In this study, we evaluated the utility of mNGS for characterizing HAdV infection in Hubei, China. Twenty-five HAdVs samples were sequenced using the NextSeq 550 and GenoLab M sequencing platforms. We determined the evolutionary relationships of the strains and potential recombination events through molecular typing and genome characterization.
We observed comparable performance between the two platforms in terms of data yield, GC content, duplication rate, and human ratio. Notably, GenoLab M showed remarkable advantages with respect to Q20 and Q30 percentage compared with NextSeq 550. Subsequently, we assessed the de novo assembly results of HAdVs originating from GenoLab M by comparing them with those originating from NextSeq 550. In most samples, contig numbers, N50, N90, maximum contig, and genome coverage were comparable between GenoLab M and NextSeq 550. For GenoLab M, 22/25 samples showed high alignments with greater than 90%, for NextSeq 550, the ratio was 21/25.

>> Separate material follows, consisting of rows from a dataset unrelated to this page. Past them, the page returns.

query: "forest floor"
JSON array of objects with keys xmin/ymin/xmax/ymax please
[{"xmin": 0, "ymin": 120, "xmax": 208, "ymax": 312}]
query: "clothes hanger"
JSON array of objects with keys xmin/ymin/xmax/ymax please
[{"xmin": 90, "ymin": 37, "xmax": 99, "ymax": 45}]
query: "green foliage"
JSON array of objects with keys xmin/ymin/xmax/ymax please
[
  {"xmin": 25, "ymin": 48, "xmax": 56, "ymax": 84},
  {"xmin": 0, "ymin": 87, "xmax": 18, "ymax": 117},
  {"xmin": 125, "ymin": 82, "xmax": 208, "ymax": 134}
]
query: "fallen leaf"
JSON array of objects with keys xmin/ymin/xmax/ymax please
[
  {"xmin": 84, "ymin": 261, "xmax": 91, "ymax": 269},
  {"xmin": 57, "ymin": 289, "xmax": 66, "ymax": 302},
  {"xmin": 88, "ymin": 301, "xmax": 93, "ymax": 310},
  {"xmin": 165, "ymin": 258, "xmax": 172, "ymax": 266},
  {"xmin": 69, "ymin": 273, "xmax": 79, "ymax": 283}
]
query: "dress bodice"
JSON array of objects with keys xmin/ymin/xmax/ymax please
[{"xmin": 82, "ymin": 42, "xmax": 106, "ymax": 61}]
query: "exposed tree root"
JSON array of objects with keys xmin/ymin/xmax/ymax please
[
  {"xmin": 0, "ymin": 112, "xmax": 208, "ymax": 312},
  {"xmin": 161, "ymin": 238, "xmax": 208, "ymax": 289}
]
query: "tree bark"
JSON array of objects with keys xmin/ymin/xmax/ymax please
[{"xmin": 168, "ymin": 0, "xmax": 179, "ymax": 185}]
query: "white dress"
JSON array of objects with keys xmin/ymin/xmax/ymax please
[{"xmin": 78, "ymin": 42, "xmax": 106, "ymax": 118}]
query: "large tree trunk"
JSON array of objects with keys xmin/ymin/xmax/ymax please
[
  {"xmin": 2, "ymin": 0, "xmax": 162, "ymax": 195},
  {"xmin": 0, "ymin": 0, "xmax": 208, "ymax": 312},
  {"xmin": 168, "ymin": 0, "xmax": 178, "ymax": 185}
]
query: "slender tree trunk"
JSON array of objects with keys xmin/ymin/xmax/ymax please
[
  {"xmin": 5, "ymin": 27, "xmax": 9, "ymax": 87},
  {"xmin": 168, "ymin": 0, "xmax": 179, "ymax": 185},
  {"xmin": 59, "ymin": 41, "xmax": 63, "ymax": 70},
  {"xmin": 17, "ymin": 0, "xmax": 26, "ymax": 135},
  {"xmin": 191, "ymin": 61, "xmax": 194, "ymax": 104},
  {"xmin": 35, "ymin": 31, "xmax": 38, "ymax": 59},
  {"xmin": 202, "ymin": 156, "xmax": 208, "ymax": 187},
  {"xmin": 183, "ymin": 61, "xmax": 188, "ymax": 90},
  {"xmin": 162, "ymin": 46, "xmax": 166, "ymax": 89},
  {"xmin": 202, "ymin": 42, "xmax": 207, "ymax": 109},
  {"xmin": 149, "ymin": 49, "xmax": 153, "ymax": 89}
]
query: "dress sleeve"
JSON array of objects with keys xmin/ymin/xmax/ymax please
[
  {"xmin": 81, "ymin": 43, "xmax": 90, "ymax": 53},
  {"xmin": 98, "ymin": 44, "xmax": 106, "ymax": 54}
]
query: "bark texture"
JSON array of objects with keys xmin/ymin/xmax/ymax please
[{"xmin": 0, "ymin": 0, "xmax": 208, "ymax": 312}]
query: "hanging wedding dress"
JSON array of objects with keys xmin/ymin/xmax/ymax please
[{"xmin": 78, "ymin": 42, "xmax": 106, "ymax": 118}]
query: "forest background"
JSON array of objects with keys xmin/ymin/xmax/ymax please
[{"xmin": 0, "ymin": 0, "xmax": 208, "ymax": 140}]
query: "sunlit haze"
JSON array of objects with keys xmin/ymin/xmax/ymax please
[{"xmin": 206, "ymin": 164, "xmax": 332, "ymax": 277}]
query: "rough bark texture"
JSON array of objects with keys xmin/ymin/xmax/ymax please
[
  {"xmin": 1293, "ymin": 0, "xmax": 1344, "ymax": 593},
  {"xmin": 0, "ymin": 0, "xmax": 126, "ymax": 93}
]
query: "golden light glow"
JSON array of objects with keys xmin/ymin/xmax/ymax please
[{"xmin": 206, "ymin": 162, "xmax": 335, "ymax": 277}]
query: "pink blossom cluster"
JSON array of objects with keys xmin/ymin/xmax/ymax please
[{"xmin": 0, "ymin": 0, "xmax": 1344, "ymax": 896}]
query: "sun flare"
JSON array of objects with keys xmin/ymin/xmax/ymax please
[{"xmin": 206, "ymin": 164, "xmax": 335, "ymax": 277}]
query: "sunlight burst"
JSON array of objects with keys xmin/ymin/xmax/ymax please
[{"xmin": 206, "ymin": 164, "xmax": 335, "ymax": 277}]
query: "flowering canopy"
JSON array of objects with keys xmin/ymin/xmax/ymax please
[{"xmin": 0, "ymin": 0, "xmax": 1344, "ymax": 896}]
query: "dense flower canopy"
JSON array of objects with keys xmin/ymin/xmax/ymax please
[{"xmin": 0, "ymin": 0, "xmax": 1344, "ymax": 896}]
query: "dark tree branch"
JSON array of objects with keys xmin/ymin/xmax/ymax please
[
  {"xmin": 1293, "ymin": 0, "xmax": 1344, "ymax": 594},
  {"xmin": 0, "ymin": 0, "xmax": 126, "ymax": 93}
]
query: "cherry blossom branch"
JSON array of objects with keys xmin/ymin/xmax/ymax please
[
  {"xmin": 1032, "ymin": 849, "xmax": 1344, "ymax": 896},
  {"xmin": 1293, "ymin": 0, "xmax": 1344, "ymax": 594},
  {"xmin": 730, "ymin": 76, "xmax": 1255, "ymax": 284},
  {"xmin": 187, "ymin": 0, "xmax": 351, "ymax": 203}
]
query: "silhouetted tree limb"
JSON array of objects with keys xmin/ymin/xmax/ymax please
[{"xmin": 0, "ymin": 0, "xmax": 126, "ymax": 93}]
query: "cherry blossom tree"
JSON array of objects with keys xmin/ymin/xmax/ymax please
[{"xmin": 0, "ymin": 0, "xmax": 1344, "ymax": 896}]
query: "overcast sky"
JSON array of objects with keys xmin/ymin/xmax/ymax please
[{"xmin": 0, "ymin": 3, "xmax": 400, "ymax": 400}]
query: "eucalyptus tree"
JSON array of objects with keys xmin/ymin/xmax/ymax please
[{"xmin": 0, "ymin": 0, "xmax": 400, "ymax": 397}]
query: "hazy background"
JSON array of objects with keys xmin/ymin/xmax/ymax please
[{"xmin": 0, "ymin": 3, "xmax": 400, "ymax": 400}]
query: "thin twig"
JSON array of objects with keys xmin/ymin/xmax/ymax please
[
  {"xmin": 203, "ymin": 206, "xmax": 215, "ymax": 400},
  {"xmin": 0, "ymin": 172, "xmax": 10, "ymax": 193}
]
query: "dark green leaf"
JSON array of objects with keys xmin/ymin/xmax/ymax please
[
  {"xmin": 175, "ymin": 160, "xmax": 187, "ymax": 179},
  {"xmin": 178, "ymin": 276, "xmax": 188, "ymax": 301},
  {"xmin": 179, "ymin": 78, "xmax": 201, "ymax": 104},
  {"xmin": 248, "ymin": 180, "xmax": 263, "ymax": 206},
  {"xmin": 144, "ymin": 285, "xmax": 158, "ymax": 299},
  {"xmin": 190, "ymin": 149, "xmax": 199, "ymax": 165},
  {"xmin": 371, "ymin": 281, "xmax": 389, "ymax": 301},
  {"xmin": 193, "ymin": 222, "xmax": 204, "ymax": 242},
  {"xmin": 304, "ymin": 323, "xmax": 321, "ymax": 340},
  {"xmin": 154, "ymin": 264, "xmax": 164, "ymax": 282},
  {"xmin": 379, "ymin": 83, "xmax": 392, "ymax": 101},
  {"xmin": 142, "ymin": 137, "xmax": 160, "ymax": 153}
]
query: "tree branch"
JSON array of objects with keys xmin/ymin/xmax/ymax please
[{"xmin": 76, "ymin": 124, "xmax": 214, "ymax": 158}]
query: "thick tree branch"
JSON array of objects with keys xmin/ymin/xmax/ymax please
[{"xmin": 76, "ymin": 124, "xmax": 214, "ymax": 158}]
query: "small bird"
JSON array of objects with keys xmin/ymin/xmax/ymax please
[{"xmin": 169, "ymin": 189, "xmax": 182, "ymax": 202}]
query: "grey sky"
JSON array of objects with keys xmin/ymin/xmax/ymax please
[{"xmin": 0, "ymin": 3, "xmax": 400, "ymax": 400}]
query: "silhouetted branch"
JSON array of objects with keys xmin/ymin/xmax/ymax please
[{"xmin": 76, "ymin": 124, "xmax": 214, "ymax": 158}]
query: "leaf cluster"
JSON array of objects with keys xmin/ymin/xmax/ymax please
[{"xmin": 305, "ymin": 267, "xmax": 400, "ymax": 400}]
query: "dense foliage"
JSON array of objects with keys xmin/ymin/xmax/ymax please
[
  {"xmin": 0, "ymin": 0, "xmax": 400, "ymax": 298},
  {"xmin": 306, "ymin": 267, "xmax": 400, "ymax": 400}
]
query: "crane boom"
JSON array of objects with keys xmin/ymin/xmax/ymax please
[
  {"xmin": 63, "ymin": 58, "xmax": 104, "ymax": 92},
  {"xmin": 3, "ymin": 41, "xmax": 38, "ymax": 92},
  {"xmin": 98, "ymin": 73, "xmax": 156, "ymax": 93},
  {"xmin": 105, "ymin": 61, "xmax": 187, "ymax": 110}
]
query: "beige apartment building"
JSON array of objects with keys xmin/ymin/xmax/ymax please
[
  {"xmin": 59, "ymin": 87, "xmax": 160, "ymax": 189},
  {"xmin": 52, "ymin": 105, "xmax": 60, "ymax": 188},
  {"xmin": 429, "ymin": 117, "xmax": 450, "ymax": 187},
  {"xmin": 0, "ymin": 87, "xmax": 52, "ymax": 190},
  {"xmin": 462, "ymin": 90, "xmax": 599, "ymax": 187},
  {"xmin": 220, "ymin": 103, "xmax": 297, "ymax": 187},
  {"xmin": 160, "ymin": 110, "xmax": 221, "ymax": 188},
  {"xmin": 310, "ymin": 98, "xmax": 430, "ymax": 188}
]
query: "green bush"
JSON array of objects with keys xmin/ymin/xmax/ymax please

The findings demonstrated interplatform consistency in data quality, assembly results, and microbial annotation, indicating the potential of GenoLab M as an alternative to NextSeq 550 in mNGS for HAdV characterization and surveillance. Meanwhile, high-throughput GenoLab M sequencing could obtain accurate mutation information and correct errors, resulting in an increased understanding of HAdV genotypes and recombination.